An early lesson Cameron must learn is that the right take no prisoners. The corpse may twitch, but it can come to life and bite you in the leg when you least expect it. When John Major was first installed in Downing Street he received a visit from George Gardner, the leader of the powerful 92 group. “Prime Minister if you do things our way your life will be so much easier”. “Thank you George” said an ever polite Major “now kindly fuck off”. The rest is history.

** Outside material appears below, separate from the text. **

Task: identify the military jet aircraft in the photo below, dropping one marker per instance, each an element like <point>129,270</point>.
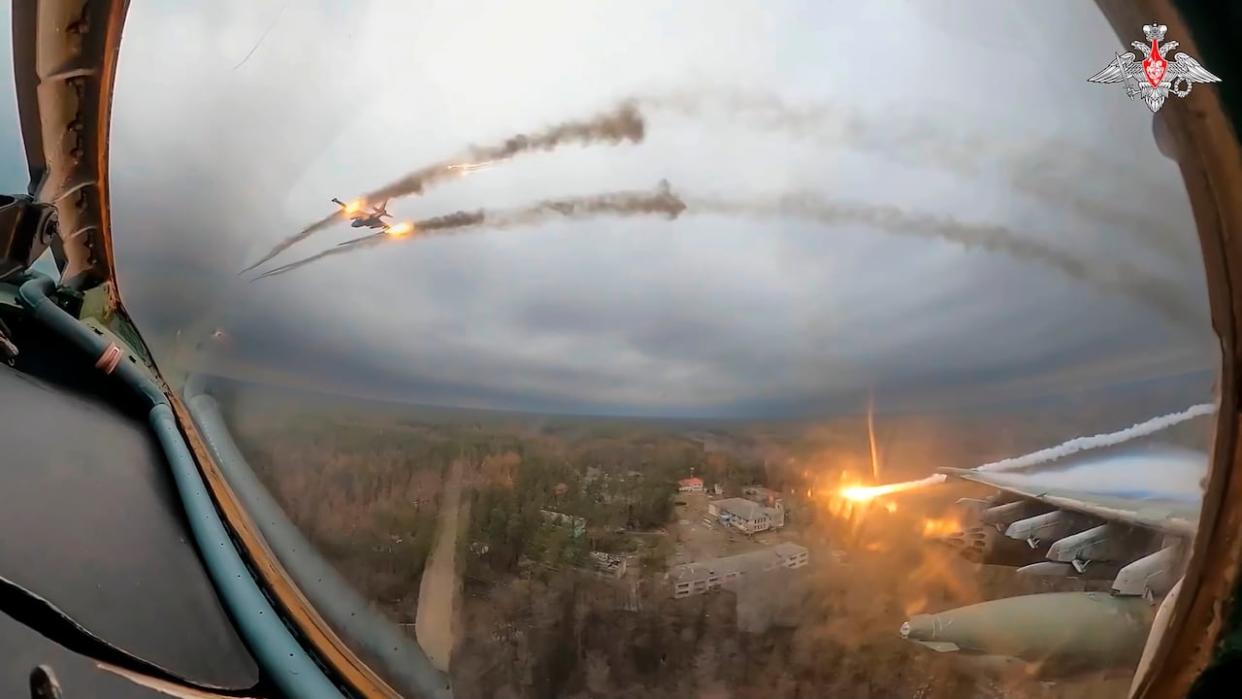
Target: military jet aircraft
<point>359,216</point>
<point>1128,517</point>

No matter how well this coalition does, the right will feel betrayed and use any excuse to cause trouble. Like the left they need a totem pole to dance round. They need certainty, they need blind faith and most important of all, a craven image to worship. They had all that in Thatcher and their bereavement at her political death still runs deep. So don’t wage war on them, there is no need as the coalition has a good working majority. And don’t treat them like Mrs Duffy. Their views may seem strange, provincial and sometimes bigoted, but quite a lot of the grass roots share them. It’s difficult to teach an old dogma new tricks. But with tender loving care it can be done.

And finally, three words of warning for the twelve newbies who some might say, have had the arrogance and mind blowing stupidity to put themselves up for election to the 22 executive. “You’re being used”. Forget all this nonsense that you are there to be independent minded. That’s Hattie’s line and she is up to mischief. The Whips only want you for your bodies, not your views. They need to get government business through and not be messed around by the kindergarten. My advice to them is if they want to rebel chose the issue carefully, be sure of your facts and consult with everyone, particularly the old hands. If not glittering careers will transform into parliamentary road kill very quickly indeed.